This workflow supports sequecing data from both Oxford Nanopore and Pacbio HiFi sequencers, built with snakemake for maximum compatibility. The pipeline is based on the one used in De Novo Genome Assembly for an Endangered Lemur Using Portable Nanopore Sequencing in Rural Madagascar(Hauff et. all, 2025).
.
├── config
│ └── config.yaml
├── data
├── docs
├── benchmarks
├── kraken2_db.sh
├── LICENSE
├── logs
├── README.md
├── results
├── rules
│ ├── assembly.smk
│ ├── custom_k2_db.smk
│ ├── decontamination.smk
│ ├── envs
│ │ ├── assembly.yaml
│ │ ├── decontamination.yaml
│ │ ├── polish.yaml
│ │ ├── qc.yaml
│ │ ├── rm_haplotigs.yaml
│ │ └── trim_adapters.yaml
│ ├── polish.smk
│ ├── qc.smk
│ ├── rm_haplotigs.smk
│ └── trim_adapters.smk
├── scripts
│ └── reset.sh
├── setup.sh
├── snakefile
└── workflow.shThe workflow works mainly on Linux x86-64 HPC systems. It's currently being tested on a macOS system with M4 ARM CPU.

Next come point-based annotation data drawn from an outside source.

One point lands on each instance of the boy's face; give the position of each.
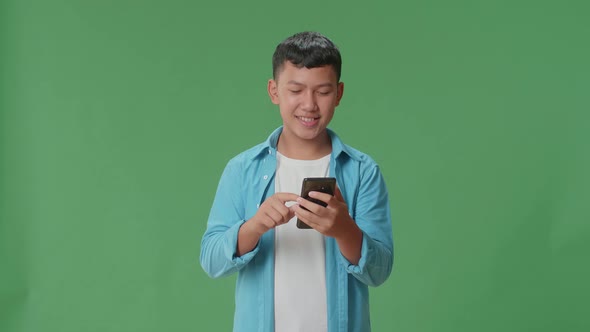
(307, 99)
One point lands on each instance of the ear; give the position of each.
(339, 92)
(273, 91)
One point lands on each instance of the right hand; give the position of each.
(272, 213)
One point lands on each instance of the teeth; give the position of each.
(304, 119)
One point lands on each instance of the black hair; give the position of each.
(307, 49)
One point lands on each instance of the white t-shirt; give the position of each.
(300, 257)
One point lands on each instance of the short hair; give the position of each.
(307, 49)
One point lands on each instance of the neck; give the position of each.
(305, 149)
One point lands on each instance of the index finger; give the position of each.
(286, 197)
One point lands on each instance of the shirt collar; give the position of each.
(338, 147)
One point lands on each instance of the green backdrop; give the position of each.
(117, 118)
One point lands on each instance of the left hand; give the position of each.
(332, 220)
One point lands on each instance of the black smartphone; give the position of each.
(325, 185)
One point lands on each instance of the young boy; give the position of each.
(292, 279)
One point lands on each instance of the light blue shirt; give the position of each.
(246, 182)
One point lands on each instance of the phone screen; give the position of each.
(326, 185)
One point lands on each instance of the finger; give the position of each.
(286, 197)
(274, 216)
(338, 194)
(321, 196)
(306, 216)
(309, 205)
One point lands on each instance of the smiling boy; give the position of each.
(292, 279)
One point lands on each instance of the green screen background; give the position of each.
(117, 118)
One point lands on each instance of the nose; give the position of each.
(309, 102)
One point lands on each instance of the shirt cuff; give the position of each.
(232, 247)
(359, 268)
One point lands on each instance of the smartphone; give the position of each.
(325, 185)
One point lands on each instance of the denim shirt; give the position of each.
(246, 182)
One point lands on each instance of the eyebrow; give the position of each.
(318, 86)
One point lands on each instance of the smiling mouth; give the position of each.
(306, 119)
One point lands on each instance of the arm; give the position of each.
(218, 245)
(373, 217)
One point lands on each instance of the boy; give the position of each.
(292, 279)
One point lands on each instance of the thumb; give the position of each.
(338, 194)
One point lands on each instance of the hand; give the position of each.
(332, 220)
(272, 213)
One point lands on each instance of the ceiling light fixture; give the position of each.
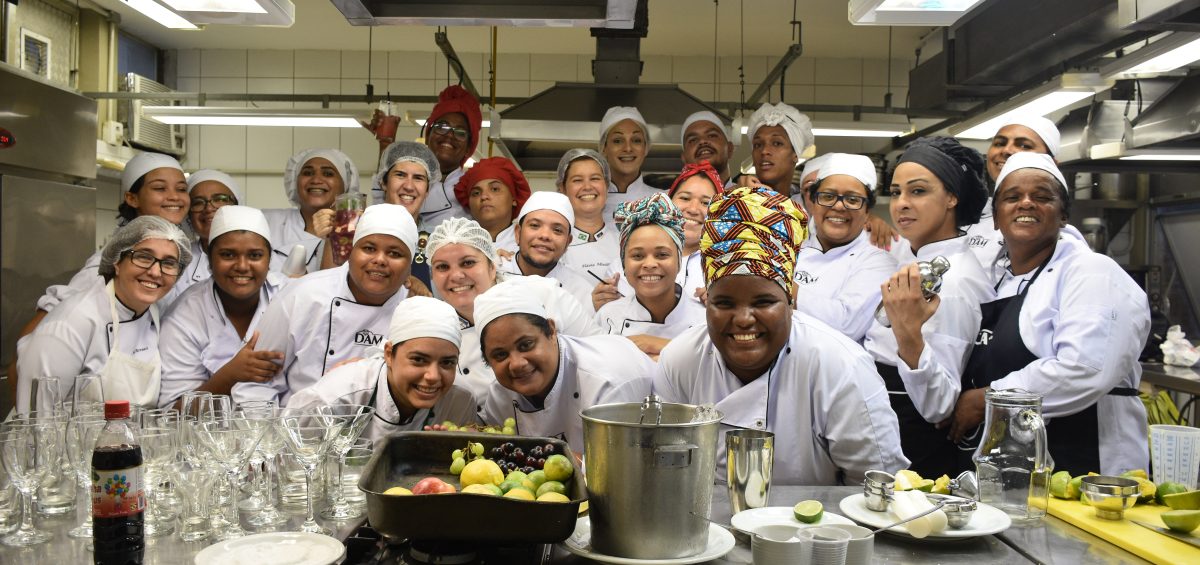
(160, 13)
(1047, 98)
(1167, 54)
(909, 12)
(207, 115)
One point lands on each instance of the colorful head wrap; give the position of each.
(753, 232)
(655, 209)
(701, 168)
(495, 168)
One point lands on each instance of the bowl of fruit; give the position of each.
(473, 487)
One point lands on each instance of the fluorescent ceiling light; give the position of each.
(1167, 54)
(909, 12)
(240, 6)
(1047, 98)
(160, 13)
(205, 115)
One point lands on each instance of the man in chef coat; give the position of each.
(453, 133)
(543, 234)
(337, 314)
(767, 368)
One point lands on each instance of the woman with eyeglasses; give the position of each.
(453, 132)
(112, 329)
(838, 270)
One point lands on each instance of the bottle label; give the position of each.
(117, 493)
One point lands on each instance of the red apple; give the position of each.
(432, 485)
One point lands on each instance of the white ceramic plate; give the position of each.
(748, 520)
(987, 520)
(274, 548)
(720, 541)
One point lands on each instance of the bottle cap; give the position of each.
(117, 409)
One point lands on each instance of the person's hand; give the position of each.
(323, 222)
(967, 414)
(882, 234)
(605, 292)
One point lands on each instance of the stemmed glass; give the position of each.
(29, 450)
(231, 442)
(82, 433)
(353, 419)
(309, 438)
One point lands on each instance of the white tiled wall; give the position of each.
(256, 155)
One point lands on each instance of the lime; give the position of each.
(808, 511)
(1183, 500)
(1183, 521)
(1169, 488)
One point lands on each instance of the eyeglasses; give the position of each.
(217, 200)
(445, 128)
(145, 260)
(852, 202)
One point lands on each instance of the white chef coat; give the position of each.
(636, 190)
(690, 277)
(576, 283)
(76, 338)
(198, 338)
(287, 230)
(441, 202)
(823, 401)
(841, 286)
(627, 317)
(592, 371)
(1087, 322)
(570, 318)
(317, 324)
(365, 383)
(934, 385)
(594, 256)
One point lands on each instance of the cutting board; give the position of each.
(1127, 535)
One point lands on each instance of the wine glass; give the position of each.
(29, 450)
(82, 433)
(309, 439)
(231, 442)
(353, 419)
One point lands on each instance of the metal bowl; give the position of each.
(958, 510)
(1109, 494)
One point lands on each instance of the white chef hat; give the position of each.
(1029, 160)
(205, 175)
(549, 200)
(424, 317)
(705, 115)
(507, 298)
(857, 166)
(618, 113)
(798, 126)
(235, 218)
(389, 220)
(343, 164)
(143, 163)
(1042, 126)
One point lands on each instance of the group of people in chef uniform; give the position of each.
(469, 298)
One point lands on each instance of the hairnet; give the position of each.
(402, 151)
(576, 154)
(139, 229)
(798, 126)
(143, 163)
(461, 230)
(424, 317)
(205, 175)
(343, 164)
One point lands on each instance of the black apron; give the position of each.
(930, 451)
(999, 350)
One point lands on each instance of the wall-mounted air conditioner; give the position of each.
(142, 131)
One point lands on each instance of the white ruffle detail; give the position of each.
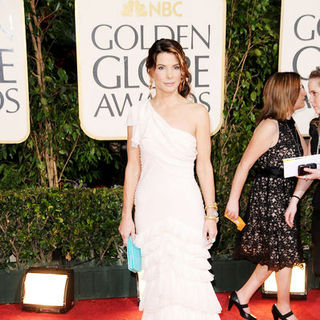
(176, 272)
(137, 117)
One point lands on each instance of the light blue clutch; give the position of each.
(134, 256)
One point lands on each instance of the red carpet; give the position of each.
(126, 309)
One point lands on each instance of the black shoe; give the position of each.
(277, 315)
(234, 300)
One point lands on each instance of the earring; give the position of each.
(151, 83)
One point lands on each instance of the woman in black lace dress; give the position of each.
(267, 239)
(314, 174)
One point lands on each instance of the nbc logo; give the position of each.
(160, 8)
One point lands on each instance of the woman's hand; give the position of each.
(291, 212)
(210, 230)
(313, 174)
(126, 229)
(232, 209)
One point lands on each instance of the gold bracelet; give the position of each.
(213, 206)
(216, 219)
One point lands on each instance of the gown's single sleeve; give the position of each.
(134, 119)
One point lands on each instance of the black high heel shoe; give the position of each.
(277, 315)
(234, 300)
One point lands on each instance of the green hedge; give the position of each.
(81, 223)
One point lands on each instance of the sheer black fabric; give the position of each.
(314, 135)
(267, 239)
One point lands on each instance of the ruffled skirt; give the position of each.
(176, 274)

The total resources needed are based on the size of the data and the genome that is been analyzed.
Recomended specs
- GNU Linux 64 bit
- x86-64 CPU Architecture, Min: 32 Cores
- A lot of RAM, Min: 120GB
- Slurm Workload Manager
Some recomended options on threads:
(These are the default settings in config.yaml based on the Saccharomyces cerevisiae)
| Tool | Threads |
|---|---|
| samtools | 16 |
| porechop | 16 |
| flye | 32 |
| hifiasm | 32 |
| medaka | 8 |
| purge_haplotigs | 16 |
| kraken2 | 16 |
| nanostat | 8 |
| quast | 8 |
| busco | 16 |
| multiqc | 8 |
- Flye
- Hifiasm
- Porechop
- Medaka
- Purge_haplotigs
- Nanostat
- QUAST
- BUSCO
- multiQC
- Kraken 2
- Seqkit
- Samtools
- NCBI Datasets (Optional)
In order to run the workflow, conda must be installed. Bellow are the full steps for installing and setup conda and bioconda for Linux machines. If you want to experiment with other configurations and distros, here are the instructions.
Taken from the official conda documentation.
Download the installer:
- Miniconda installer for Linux --> link
- Anaconda Distribution installer for Linux --> link
- Miniforge installer for Linux --> link
Verify your installer hashes --> link
Run this command:
bash <conda-installer-name>-latest-Linux-x86_64.shconda-installer-name will be one of "Miniconda3", "Anaconda", or "Miniforge3".
Then follow instructions on screen.
Verify installation with:
conda listSetup Bioconda:
To add the bioconda channel on ~/.condarc file, run the following in the correct order:
conda config --add channels bioconda
conda config --add channels conda-forge
conda config --set channel_priority strictEven if you have a previous bioconda setup, it is recommended to re-run these commands.
Download the repository:
You can simply git clone the repo, or download it manually from GitHub or the new GitHub CLI app.
git clone https://github.com/mikeph52/nessie.gitRun setup.sh from inside the folder:
./setup.sh
# or
bash setup.shFollow instructions. The setup.sh script enables you to rename the folder to your liking, creates importand project folders, checks for an existent conda installation and installs snakemake if it's not installed.
Here's an example of the script:
-------------------------------------
| Nessie |
|De novo assembly snakemake workflow|
| by mikeph52, 2026 |
-------------------------------------
Enter project name: pseudomonas_syringae
The following changes will happen:
- Name project pseudomonas_syringae
- Create directories: data/ logs/ results/
- Create subfolders on: data/ results/
- Check conda availability
- Install snakemake if it is not installed
- Move setup.sh to scripts/
Continue? (Y/N):
If you want to revert changes made by the setup.sh script, run the reset.sh inside the scripts/ folder.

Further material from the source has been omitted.